Bir grup şöyle dedi: İnsana gereken hizmet şudur: Hak Teâlâ’ya ihsanla yaklaşmak. Kişi kendi nefsine ihsan eder, yani nefsini temizleyip marifet ilimleriyle ruhunu nurlandırır veya başkasına ihsan eder, yani hikmet, irşad ve hidayet yollarını insanlara gösterip, aynı zamanda onlara, mali yardımlarda bulunarak adaleti gerçekleştirmek yolunu tutar…

Sonra gelen filozoflardan naklolundu ki, Hak Teâlâ’ya hizmet ve ibadet üç nevidir.

Birincisi: Bedenle ilgili olandır. Namaz, oruç gibi.

İkincisi: Nefislerle ilgili olandır. Sahih itikad, Hak Teâlâ’yı tevhid ve marifet gibi. Varlık alemindeki ilâhi ayetleri tefekkür, Allah’ın ihsanını tezekkür gibi.

Üçüncüsü: Halk ile ilişkilerinde insaf ve adalet üzere olmak. Emanetleri yerine getirmek, topluma nasihat etmek, dini ve milletin namusunu korumak. Düşmanlarla cihad ederek Allah’ın hükümlerini, dinini müdafaa etmektir.

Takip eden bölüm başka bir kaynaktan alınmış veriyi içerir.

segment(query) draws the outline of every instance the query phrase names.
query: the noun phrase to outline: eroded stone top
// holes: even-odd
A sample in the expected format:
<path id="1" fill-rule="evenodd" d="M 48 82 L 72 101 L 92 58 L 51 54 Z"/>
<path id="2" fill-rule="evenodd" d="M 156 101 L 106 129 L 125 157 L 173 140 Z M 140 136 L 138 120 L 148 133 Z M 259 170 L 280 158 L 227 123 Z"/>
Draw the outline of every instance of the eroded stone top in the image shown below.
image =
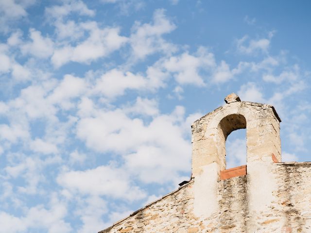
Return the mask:
<path id="1" fill-rule="evenodd" d="M 225 98 L 226 103 L 233 103 L 233 102 L 241 102 L 241 100 L 239 96 L 235 93 L 229 94 Z"/>

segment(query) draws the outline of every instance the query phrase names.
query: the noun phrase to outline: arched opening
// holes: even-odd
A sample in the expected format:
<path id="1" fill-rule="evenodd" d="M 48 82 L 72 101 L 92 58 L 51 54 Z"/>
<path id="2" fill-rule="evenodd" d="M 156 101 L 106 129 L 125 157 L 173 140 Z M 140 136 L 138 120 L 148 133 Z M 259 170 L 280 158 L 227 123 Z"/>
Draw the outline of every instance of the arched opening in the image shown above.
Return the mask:
<path id="1" fill-rule="evenodd" d="M 225 169 L 246 164 L 246 130 L 232 132 L 225 141 Z"/>
<path id="2" fill-rule="evenodd" d="M 220 135 L 218 148 L 219 154 L 223 160 L 221 180 L 246 175 L 246 120 L 245 117 L 240 114 L 227 116 L 220 121 L 218 128 Z"/>

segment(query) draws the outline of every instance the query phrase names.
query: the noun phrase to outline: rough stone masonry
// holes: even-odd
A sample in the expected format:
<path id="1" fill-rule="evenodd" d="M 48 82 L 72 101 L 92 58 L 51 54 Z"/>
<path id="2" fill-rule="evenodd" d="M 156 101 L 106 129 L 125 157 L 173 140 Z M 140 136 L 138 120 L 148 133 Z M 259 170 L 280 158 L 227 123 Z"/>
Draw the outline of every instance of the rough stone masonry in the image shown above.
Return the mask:
<path id="1" fill-rule="evenodd" d="M 311 162 L 281 162 L 272 106 L 225 101 L 191 126 L 190 181 L 100 233 L 311 233 Z M 245 128 L 247 164 L 226 170 L 226 138 Z"/>

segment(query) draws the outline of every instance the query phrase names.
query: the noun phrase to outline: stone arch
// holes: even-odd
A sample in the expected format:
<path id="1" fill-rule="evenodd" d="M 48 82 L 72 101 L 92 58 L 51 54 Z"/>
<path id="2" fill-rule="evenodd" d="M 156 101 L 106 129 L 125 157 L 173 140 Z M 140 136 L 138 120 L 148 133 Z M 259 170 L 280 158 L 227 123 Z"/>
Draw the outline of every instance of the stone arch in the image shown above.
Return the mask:
<path id="1" fill-rule="evenodd" d="M 240 178 L 247 183 L 248 211 L 257 217 L 274 198 L 276 184 L 272 171 L 272 154 L 276 160 L 281 161 L 281 120 L 271 105 L 241 101 L 234 94 L 225 100 L 225 104 L 191 126 L 194 212 L 197 216 L 209 216 L 219 212 L 221 207 L 217 200 L 220 198 L 219 189 L 223 187 L 220 184 L 232 181 L 220 179 L 225 168 L 225 139 L 233 131 L 245 127 L 247 172 Z"/>
<path id="2" fill-rule="evenodd" d="M 246 119 L 241 114 L 231 114 L 225 116 L 222 119 L 217 126 L 218 129 L 219 138 L 217 140 L 219 148 L 219 156 L 221 159 L 223 160 L 222 163 L 225 166 L 221 170 L 226 169 L 226 141 L 229 135 L 233 131 L 241 129 L 247 129 Z M 246 158 L 247 160 L 247 158 Z"/>
<path id="3" fill-rule="evenodd" d="M 281 161 L 280 119 L 273 107 L 241 101 L 238 97 L 226 102 L 192 125 L 193 177 L 202 174 L 212 164 L 218 175 L 225 169 L 225 139 L 241 128 L 246 129 L 248 166 L 254 161 L 272 162 L 272 153 Z"/>

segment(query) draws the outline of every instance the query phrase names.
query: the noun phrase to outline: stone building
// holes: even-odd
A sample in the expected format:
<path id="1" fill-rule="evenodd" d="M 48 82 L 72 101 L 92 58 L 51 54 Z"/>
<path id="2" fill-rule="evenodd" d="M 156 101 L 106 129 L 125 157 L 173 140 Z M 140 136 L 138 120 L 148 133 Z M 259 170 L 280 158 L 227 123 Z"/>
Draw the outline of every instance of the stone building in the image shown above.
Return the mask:
<path id="1" fill-rule="evenodd" d="M 311 162 L 281 162 L 273 106 L 225 101 L 191 126 L 190 180 L 101 233 L 311 233 Z M 226 139 L 245 128 L 247 164 L 226 170 Z"/>

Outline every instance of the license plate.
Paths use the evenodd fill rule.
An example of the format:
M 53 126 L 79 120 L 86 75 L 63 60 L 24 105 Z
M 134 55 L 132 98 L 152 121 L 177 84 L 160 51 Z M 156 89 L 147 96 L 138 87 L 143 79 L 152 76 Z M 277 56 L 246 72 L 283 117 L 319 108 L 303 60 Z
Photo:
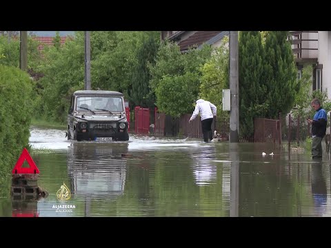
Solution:
M 95 141 L 112 141 L 112 137 L 96 137 L 94 138 Z

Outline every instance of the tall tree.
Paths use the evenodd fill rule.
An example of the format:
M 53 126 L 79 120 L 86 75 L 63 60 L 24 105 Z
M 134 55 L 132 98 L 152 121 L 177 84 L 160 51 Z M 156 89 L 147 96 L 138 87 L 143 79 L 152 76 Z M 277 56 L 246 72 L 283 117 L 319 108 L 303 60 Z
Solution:
M 222 45 L 214 48 L 212 56 L 201 68 L 201 84 L 199 96 L 217 107 L 218 116 L 228 116 L 222 110 L 222 90 L 229 88 L 229 39 L 225 37 Z
M 277 118 L 279 112 L 287 114 L 294 106 L 299 90 L 297 69 L 288 31 L 270 31 L 265 40 L 265 68 L 269 104 L 266 117 Z
M 147 64 L 154 65 L 158 49 L 157 41 L 150 37 L 138 51 L 138 63 L 133 73 L 131 92 L 128 92 L 136 106 L 154 107 L 155 94 L 150 87 L 151 76 Z

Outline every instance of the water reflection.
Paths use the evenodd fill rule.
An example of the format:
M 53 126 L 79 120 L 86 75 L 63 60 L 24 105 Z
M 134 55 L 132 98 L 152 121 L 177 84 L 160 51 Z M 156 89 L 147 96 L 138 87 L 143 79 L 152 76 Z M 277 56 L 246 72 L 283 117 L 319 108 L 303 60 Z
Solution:
M 193 154 L 193 174 L 195 183 L 199 186 L 216 183 L 217 165 L 212 161 L 215 159 L 215 146 L 205 147 L 201 152 Z
M 239 214 L 239 144 L 230 143 L 230 158 L 231 159 L 231 187 L 230 217 L 238 217 Z
M 38 217 L 38 197 L 36 198 L 22 198 L 21 196 L 12 196 L 12 217 Z
M 315 212 L 323 215 L 325 212 L 328 196 L 325 179 L 323 176 L 321 161 L 312 163 L 312 193 Z
M 123 194 L 128 143 L 73 143 L 68 159 L 72 193 L 89 198 Z

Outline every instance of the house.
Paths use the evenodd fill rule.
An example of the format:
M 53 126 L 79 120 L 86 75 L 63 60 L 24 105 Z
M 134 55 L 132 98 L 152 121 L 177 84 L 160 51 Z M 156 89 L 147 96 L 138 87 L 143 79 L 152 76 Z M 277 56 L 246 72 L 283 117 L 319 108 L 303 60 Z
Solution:
M 229 31 L 161 31 L 161 39 L 176 42 L 184 52 L 190 48 L 199 48 L 204 43 L 219 47 L 225 35 L 229 35 Z
M 331 96 L 331 32 L 290 31 L 298 78 L 302 69 L 312 65 L 312 90 L 323 90 Z
M 39 42 L 40 45 L 38 46 L 38 50 L 40 51 L 43 50 L 43 48 L 46 45 L 54 45 L 54 37 L 35 37 L 34 39 Z M 66 42 L 66 37 L 60 37 L 61 38 L 61 45 L 63 45 Z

En doğru ve hakikate en yakın görüş budur ki, ibadet üç şeyden ibarettir:

1.      Hak itikad(doğru inanış)

2.      Sahih söz (doğru söz)

3.      Sahih amel (makbul amel)…

 

Ben de derim ki, her mükellefe lazım olan hizmetler, taatlar, sahih itikad, hak söz, sahih amel en parlak yoldur… İman da iki şeyden ibarettir. Kalp ile tasdik dil ile ikrar. Yani mükellef, son peygamber Hz. Muhammed (s.a.v.)’in Hak tarafından getirdiklerine, başından sonuna kadar, usûl, marifet ve itikattan her ne buyurduysa hepsini tasdik, kabul ve teslim edip, diliyle de kalben tasdikine muvafık ikrar ve itiraf eder… Âzâlârın ameli, namaz ve orucun rükünleri ve sâir emredilmiş olan ibadetler ehl-i sünnet ve’l-cemaat katında imanın aslına dahil değildir (Kınalızâde Ali Efendi, Ahlâk-ı Alâî, Haz. Hüseyin Algül, Tercüman 1001 Temel Eser Yay., İst. Tarihsiz, s. 141-145).